The real attack surface is no longer your prompts, it's in what your agents are allowed to do.
Recently, Microsoft launched Scout, an “always-on agent” that operates autonomously across email, calendar, OneDrive, SharePoint, and shell access — running in the background, without waiting for a conversation to start. A few months ago, Openclaw did the same.
These are not chatbots. They are a permanently open attack surface. Agentic apps are evolving to be autonomous and have expanding to be riskier.
The conversation about agentic security has been going on for quite some time but I think most are focused on the wrong layer. While researchers and engineers debate system prompt wording and sanitization filters, a more fundamental vulnerability has been sitting in plain sight, not in how models are instructed, but in what they’re allowed to do.
The core problem with always-on agents
A traditional chatbot creates a bounded window of risk: the conversation starts, something could go wrong, the conversation ends. An always-on agent that reads incoming email, browses pages to finish tasks, and queries a shared knowledge base keeps that window open indefinitely.

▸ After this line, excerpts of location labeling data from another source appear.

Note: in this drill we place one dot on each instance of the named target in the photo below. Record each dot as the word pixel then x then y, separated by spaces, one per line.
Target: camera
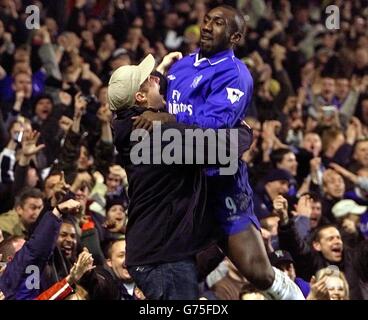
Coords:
pixel 329 111
pixel 90 99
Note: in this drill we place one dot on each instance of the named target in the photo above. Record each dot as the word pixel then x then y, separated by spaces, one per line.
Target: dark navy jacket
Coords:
pixel 35 252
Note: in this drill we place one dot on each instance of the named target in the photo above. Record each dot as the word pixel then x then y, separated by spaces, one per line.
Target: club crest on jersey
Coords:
pixel 196 81
pixel 234 95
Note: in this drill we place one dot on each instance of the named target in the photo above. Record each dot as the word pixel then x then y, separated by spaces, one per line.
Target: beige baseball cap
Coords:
pixel 346 206
pixel 126 81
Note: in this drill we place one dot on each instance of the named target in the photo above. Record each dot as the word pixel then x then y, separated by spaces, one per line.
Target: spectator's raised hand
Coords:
pixel 351 133
pixel 280 205
pixel 344 172
pixel 145 120
pixel 168 61
pixel 104 114
pixel 278 53
pixel 80 105
pixel 65 98
pixel 84 264
pixel 29 144
pixel 319 289
pixel 59 190
pixel 303 207
pixel 70 206
pixel 80 3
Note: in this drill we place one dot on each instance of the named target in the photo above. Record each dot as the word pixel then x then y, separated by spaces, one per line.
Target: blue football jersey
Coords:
pixel 211 93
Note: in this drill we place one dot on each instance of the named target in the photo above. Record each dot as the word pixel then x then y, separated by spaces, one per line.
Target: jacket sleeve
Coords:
pixel 229 98
pixel 299 249
pixel 35 252
pixel 7 163
pixel 59 291
pixel 207 147
pixel 104 152
pixel 69 155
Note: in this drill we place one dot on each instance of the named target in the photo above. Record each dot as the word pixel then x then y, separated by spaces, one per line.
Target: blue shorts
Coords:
pixel 230 199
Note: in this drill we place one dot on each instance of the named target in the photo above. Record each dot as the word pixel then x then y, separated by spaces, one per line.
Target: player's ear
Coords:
pixel 235 38
pixel 140 97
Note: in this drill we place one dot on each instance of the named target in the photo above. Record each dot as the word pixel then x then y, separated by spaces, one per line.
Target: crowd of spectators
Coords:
pixel 308 163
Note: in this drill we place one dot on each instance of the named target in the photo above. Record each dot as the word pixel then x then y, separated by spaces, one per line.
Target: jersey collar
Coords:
pixel 215 59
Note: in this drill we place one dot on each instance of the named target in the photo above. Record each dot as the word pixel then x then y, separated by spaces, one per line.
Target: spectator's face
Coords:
pixel 65 123
pixel 123 60
pixel 171 20
pixel 271 224
pixel 102 95
pixel 350 223
pixel 15 129
pixel 334 185
pixel 82 194
pixel 329 244
pixel 363 172
pixel 30 210
pixel 151 90
pixel 361 153
pixel 215 31
pixel 67 240
pixel 278 187
pixel 312 143
pixel 336 289
pixel 117 261
pixel 22 55
pixel 116 214
pixel 43 108
pixel 316 214
pixel 32 177
pixel 342 88
pixel 113 181
pixel 288 269
pixel 256 127
pixel 23 82
pixel 365 112
pixel 83 160
pixel 94 25
pixel 289 163
pixel 328 88
pixel 50 184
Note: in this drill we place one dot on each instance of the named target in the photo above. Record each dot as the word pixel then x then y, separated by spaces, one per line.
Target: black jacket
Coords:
pixel 166 211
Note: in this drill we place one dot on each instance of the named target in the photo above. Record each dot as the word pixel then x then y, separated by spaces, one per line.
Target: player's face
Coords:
pixel 215 31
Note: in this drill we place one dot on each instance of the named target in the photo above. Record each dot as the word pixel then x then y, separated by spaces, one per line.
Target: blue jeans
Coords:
pixel 167 281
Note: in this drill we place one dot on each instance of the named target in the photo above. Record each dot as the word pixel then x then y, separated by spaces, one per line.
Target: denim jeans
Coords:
pixel 167 281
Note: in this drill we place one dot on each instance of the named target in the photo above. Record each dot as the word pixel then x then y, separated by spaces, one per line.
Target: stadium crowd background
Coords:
pixel 308 163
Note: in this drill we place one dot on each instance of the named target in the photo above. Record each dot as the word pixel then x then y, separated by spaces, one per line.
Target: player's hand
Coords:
pixel 168 61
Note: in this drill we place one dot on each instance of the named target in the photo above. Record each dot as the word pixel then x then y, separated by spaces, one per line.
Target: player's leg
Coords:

Agents today don’t just respond, they maintain context, fire on events, call tools in sequence, and hand off work to sub-agents. Often without a human reviewing each step.
The security model for a session-based chatbot simply doesn’t transfer to this architecture. Always-on agents require a fundamentally different security approach. Most frameworks are aware of the risks, but they transfer the onus to deployments.
Prompt injection was formally documented in 2023 as a structural vulnerability in LLM-integrated applications. The attack is conceptually simple: embed instructions inside content the model will eventually read, a document, a webpage, a database entry and steer it away from the developer’s intent entirely. The field recognized the problem quickly. What followed were three dominant defenses, all targeting the same prompt layer:
- Stricter system prompt instructions : Telling the model to ignore instructions embedded in retrieved content
- Input sanitization filters: detecting and stripping injected payloads before they reach the model
- Instruction hierarchy training: training models to treat developer-level instructions as higher-authority than retrieved content
Each of these assumes the fix lives at the prompt layer. It doesn’t. An LLM processes your system prompt and a poisoned webpage or email the same way: both arrive as tokens in the context window. There is no trust flag, no channel label, nothing that marks one as authoritative and the other as external input to be treated with suspicion.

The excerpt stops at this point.